"The" proof of the Cayley-Hamilton Theorem involves invariant subspaces, or subspaces that are mapped onto themselves by a linear operator. If $T$ is a linear operator on a vector space $V$, then a subspace $W\subseteq V$ is called a $T$-invariant subspace of $V$ if $T(W)\subseteq W$, i.e. if $T(v)\in W$ for every $v\in W$. Some examples of $T$-invariant subspaces you might be familiar with are $\{0\}, N(T), R(T), V$, and $E_\lambda$ for any eigenvalue $\lambda$ of $T$. For a linear operator $T$ and any nonzero $x\in V$, then the subspace
$$ W=\textrm{span}(\{x,T(x),T^2(x),\dots\})$$
is called the $T$ cyclic subspace of $V$ generated by $x$, and one can show that $W$ is the smallest $T$-invariant subspace containing $x$. Cyclic subspaces can be used to establish the Cayley-Hamilton Theorem. In fact, the existence of a $T$-invariant subspace allows us to define a new linear operator whose domain is this subspace, i.e. the restriction $T_W$ of $T$ to $W$ is a linear operator from $W$ to $W$. These two operators are linked in the sense that the characteristic polynomial of $T_W$ divides the characteristic polynomial of $T$. You can show this by choosing your favorite ordered basis for $W$ and extending it to an ordered basis for $V$, then taking the matrix representations of $T$ and $T_W$, and computing the characteristic polynomial of $T$, one will see that the characteristic polynomial of $T_W$ can be recovered.

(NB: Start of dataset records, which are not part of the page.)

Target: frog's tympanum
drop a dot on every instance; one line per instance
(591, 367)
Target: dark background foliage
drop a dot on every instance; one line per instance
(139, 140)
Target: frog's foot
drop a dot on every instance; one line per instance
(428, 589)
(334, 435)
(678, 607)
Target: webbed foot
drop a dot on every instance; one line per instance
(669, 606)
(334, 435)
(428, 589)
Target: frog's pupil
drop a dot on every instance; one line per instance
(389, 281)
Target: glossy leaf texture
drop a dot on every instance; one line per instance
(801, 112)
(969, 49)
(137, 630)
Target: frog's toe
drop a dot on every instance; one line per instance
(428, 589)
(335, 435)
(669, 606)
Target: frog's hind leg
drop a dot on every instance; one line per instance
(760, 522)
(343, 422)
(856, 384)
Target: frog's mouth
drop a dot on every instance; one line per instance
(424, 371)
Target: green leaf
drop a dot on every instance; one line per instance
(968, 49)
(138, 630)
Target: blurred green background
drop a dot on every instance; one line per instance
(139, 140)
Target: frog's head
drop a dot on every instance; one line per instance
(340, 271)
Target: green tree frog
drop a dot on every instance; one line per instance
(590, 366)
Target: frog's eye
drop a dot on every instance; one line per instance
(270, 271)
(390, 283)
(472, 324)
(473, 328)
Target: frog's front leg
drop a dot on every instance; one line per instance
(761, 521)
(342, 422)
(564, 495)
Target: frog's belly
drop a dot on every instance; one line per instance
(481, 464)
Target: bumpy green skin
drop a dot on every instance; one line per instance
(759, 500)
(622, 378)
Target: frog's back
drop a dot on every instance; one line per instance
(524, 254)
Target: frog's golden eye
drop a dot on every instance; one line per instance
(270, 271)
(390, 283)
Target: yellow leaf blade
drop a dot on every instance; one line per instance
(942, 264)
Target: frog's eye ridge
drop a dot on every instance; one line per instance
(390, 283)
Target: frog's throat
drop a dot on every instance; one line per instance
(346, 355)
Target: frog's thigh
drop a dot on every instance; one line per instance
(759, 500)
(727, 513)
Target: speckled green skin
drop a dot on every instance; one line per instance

The last tool we will need is how to gain information about the characteristic polynomial of $T$ from the characteristic polynomial of $T_W$. Cyclic subspaces are useful in this sense because the characteristic polynomial of the restriction of a linear operator $T$ to a cyclic subspace can be computed. In fact, if $T$ is a linear operator on a finite-dimensional vector space $V$, then if $W$ is the $T$ cyclic subspace of $V$ generated by a nonzero $v\in V$, and letting $k=\textrm{dim}(W)$, then we have that:
- $\{v,T(v),T^2(v),\dots,T^{k-1}(v)\}$ is a basis for $W$
- If $a_0v+a_1T(v)+\cdots+a_{k-1}T^{k-1}(v)+T^k(v)=0$, then the characteristic polynomial of $T_W$ is $f(t)=(-1)^k(a_0+a_1t+\cdots+a_{k-1}t^{k-1}+t^k)$
I will omit the proof for the above theorem unless requested, since the main goal is the proof of the Cayley-Hamilton Theorem, which states that:
Let $T$ be a linear operator on a finite-dimensional vector space $V$,
and let $f(t)$ be the characteristic polynomial of $T$. Then
$f(T)=T_0$, the zero transformation. That is, $T$, "satisfies" its
characteristic equation.
Proof: To show that $f(T)(v)=0$ for all $v\in V$. If $v=0$, we are done since $f(T)$ is linear, so suppose $v\neq 0$, and let $W$ be the $T$-cyclic subspace generated by $v$ with dimension $k$. By the theorem above, there exist scalars $a_0,\dots,a_{k-1}$ such that
$$a_0v+a_1T(v)+\cdots+a_{k-1}T^{k-1}(v)+T^k(v)=0 $$
and the characteristic polynomial for $T_W$ is:
$$ g(t)=(-1)^k(a_0+a_1t+\cdots+a_{k-1}t^{k-1}+t^k)$$
Combining these two inequalities yields:
$$g(T)(v)=(-1)^k(a_0I+a_1T+\cdots+a_{k-1}T^{k-1}+T^k)(v)=0 $$
We know that this polynomial divides the characteristic polynomial of $T$, $f(t)$, thus there exists a polynomial $q(t)$ such that $f(t)=q(t)g(t)$, so:
$$ f(T)(v)=q(T)g(T)(v)=q(T)(g(T)(v))=q(T)(0)=0$$
The Cayley-Hamilton Theorem for Matrices is then a corollary to the Cayley-Hamilton Theorem stated above.